# Evil or insane?



## Johnny Thunder (Feb 24, 2006)

*Evil or insane? Women who kill, steal fetuses *
Horrific attacks on pregnant women are gruesome attempt at motherhood
The Associated Press

Updated: 7:28 p.m. ET Sept 25, 2006

It's a crime so monstrous as to surpass comprehension. Yet its passion takes root in some of the most tender ground of human experience: pregnancy and motherhood.

What drives a handful of women to slice open the bellies of others to steal their newborns?

Researchers have uncovered hints. "You can describe it as sort of the maternal instinct run amok," says psychiatrist Dr.

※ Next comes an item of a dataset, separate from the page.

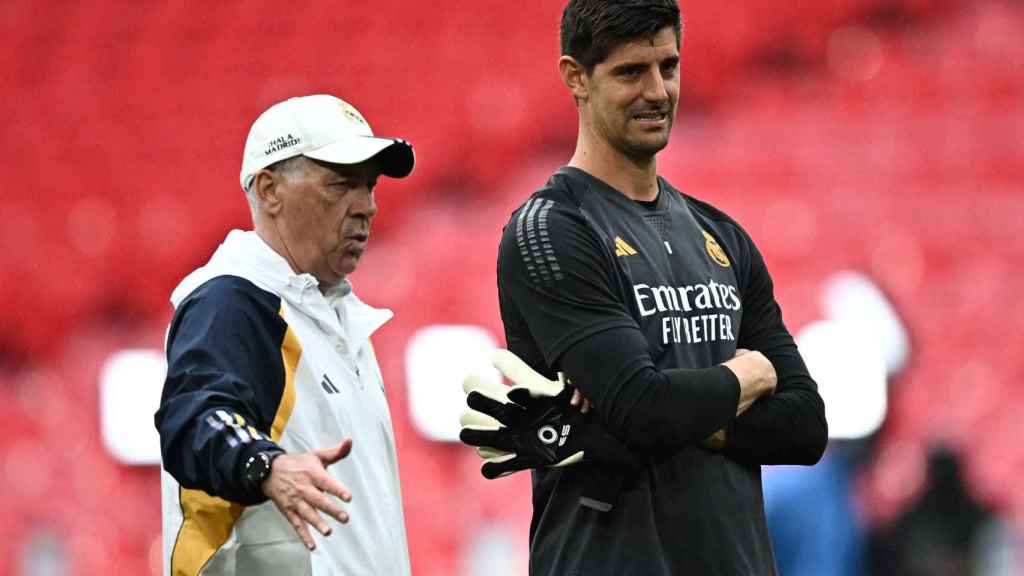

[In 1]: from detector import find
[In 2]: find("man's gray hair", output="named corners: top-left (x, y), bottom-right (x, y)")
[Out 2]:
top-left (246, 155), bottom-right (305, 219)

Phillip Resnick, who had written about this kind of crime.

In East St. Louis, Ill., an innocent plea was entered Monday for Tiffany Hall, a 24-year-old woman charged with killing a woman and her fetus; investigators believe she cut the mother open with a pair of scissors. Authorities say Hall also told police she drowned the woman's three other children.

Such crimes are exceedingly rare in a country with more than 4 million births a year. Previously, only eight similar cases have been documented since 1987 by the National Center for Missing and Exploited Children. Yet they are frequent enough to have acquired a clinical-sounding name: newborn kidnapping by Caesarean section.

Infant stealing more common
It is a variety of the more common crime of simply snatching an infant, experts say. Attackers are women of childbearing age who typically have lost a baby or can't have one, mental health professionals say. They feel empty and fiercely long for a child - or another child - to cement a shaky love relationship.

"They look at these pregnant woman and say, 'Look at all the attention they're getting. They're complete,"' says N.G. Berrill, a New York-based legal psychologist. The attackers often fake their own pregnancy, take part in baby showers, and prepare nurseries at home.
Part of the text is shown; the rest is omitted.